Booya!!!! Couldn't have said it better.

Now, we can ski!!!!!!


----------



## Tin (Mar 28, 2013)

Hume would hate this thread.


----------



## ScottySkis (Mar 28, 2013)

Cannonball said:


> Don't bother. You haven't been around for some of the endless, circular commentary on this subject on this forum.  Enjoy the skiing banter here, but if you want to have informed discussions about real science this isn't the place. Your energy can be better spent.

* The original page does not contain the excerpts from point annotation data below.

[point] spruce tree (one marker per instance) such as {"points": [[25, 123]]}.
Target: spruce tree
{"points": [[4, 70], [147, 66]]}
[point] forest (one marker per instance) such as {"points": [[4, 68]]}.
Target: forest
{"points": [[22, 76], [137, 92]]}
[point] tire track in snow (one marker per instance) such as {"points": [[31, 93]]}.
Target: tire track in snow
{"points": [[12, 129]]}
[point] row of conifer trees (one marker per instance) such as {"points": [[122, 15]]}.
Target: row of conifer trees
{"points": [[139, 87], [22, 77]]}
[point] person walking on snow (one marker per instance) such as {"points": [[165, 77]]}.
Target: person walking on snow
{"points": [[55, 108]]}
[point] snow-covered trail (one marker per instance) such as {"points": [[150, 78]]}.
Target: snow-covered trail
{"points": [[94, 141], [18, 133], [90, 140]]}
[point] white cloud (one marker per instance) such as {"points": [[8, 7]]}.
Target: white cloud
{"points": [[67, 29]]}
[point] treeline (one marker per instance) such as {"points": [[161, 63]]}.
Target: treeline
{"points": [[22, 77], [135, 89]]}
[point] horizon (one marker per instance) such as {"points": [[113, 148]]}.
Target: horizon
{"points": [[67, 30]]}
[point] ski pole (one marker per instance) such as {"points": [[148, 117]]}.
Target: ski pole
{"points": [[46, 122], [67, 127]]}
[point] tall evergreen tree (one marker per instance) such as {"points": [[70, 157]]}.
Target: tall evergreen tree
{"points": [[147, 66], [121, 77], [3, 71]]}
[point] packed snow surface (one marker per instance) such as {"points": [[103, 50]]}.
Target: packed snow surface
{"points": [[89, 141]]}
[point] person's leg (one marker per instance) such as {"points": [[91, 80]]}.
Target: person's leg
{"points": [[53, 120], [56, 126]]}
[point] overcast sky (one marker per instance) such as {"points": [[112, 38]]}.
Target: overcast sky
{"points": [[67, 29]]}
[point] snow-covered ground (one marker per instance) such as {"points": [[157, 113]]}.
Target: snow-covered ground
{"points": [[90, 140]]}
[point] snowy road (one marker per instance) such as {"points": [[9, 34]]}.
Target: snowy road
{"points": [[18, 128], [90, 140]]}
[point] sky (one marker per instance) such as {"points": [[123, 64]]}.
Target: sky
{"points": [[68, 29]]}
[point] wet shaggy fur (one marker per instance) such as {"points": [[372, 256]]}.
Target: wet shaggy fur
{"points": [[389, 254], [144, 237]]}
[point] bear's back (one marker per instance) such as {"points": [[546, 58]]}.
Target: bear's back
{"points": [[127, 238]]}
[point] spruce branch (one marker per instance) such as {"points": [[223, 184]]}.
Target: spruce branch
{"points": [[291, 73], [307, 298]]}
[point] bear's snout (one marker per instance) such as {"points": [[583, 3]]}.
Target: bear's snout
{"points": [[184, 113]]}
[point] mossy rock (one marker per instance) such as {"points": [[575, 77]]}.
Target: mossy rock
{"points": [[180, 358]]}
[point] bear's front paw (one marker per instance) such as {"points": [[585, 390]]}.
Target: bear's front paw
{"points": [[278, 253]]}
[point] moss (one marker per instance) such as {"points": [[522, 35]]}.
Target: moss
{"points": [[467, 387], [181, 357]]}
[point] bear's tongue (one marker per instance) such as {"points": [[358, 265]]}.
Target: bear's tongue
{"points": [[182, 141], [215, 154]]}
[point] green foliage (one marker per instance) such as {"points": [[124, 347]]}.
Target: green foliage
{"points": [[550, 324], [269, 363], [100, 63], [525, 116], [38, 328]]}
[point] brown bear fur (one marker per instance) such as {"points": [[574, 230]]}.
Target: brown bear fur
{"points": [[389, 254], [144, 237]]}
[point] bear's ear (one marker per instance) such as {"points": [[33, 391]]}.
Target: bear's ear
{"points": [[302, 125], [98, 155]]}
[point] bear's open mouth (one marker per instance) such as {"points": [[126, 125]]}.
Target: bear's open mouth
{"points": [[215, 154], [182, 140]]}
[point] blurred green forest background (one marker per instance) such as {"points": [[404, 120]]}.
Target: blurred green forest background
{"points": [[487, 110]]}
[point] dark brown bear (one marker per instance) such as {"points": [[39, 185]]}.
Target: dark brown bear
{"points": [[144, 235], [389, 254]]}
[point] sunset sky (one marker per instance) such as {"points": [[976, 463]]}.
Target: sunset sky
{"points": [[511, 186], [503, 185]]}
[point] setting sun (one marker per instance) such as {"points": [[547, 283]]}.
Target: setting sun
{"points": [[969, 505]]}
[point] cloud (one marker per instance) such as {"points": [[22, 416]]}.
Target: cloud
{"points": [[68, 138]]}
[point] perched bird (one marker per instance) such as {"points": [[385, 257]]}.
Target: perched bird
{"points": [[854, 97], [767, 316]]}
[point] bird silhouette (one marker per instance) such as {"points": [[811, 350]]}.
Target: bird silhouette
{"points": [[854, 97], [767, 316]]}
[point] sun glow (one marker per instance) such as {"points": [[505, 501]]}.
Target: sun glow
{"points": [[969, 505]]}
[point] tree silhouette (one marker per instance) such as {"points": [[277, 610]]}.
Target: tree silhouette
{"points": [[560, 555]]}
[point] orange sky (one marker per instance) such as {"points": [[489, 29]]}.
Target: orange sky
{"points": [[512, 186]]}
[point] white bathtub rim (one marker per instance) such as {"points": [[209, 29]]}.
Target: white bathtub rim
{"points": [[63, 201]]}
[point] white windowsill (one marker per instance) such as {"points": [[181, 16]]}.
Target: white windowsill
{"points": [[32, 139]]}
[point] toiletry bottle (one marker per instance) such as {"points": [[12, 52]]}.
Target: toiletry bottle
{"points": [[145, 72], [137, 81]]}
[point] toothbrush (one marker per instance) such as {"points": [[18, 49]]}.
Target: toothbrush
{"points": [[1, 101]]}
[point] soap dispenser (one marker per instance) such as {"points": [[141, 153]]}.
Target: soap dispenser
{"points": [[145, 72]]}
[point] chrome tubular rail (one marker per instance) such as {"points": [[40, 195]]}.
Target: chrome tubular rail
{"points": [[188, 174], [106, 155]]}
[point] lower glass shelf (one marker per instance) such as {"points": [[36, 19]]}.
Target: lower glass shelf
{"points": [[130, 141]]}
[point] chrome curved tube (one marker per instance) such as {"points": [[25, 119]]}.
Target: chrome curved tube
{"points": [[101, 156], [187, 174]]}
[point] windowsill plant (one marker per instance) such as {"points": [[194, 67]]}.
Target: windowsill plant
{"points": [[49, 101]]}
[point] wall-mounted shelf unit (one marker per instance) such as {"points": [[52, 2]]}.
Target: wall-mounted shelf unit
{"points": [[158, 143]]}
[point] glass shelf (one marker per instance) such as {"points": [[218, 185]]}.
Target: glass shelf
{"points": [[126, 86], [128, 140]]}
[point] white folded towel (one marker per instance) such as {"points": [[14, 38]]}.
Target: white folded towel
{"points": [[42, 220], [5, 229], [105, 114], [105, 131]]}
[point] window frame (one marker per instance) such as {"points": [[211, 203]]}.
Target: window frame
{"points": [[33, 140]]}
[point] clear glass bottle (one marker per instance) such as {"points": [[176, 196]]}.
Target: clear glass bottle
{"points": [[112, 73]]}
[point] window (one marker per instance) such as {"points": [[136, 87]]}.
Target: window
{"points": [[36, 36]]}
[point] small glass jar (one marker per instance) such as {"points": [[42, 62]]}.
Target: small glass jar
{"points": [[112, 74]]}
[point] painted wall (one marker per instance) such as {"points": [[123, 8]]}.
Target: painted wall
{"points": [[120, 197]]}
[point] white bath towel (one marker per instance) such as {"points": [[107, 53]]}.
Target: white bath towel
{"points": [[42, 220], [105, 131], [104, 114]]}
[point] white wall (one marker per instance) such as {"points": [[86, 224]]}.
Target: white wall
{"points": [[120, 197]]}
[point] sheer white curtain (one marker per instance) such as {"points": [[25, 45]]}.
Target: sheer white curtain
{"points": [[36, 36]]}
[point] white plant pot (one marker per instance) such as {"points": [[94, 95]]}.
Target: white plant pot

+1 up it just keep going to the thread unfortunately gets locked.


----------



## BenedictGomez (Mar 28, 2013)

drjeff said:


> I 100% believe that scientific research is incredibly important and needed.  However to think that it's not a business, and that pressure to turn a hypothesis into results that can then be used to obtain not just more knowledge, but also profit is a bit shortsited IMHO.  I also believe that climate change is occurring, but then again climate change has always been occurring. We just don't know, and frankly may be too ignorant to think that we can change (or should change) what very well may be the earth itself going through a "normal" cycle of climate that it's likely been through 100's, if not 1000's of times before in the last few million years. It makes one think BIG picture for sure!



That is a 100% balanced and reasonable response at looking at both sides of the issue.

Of course, if everyone felt this way, global governments wouldn't be able to massively increase taxes on corporations and private citizens, create jobs for their cronies through patronage, seize financial assets, and otherwise fraudulently stuff their coffers with $$$$ all in the name of doing "good" for the planet.


----------



## SKIQUATTRO (Apr 22, 2013)

I hate spring.....wish it'd go from dumping to 80 with 4-6' perfect surf then back to winter (although I do like Fall)

Most have this romantic idea of spring with all the warmth, pastels, tulips, birds chirping....but in reality is cold, raw, windy and just nasty....


----------



## bigbog (May 27, 2013)

You'd be surprised SQ,
Once one gets away from all the crap in the air in many cities, towns..and near highways....and you really can notice a difference.


----------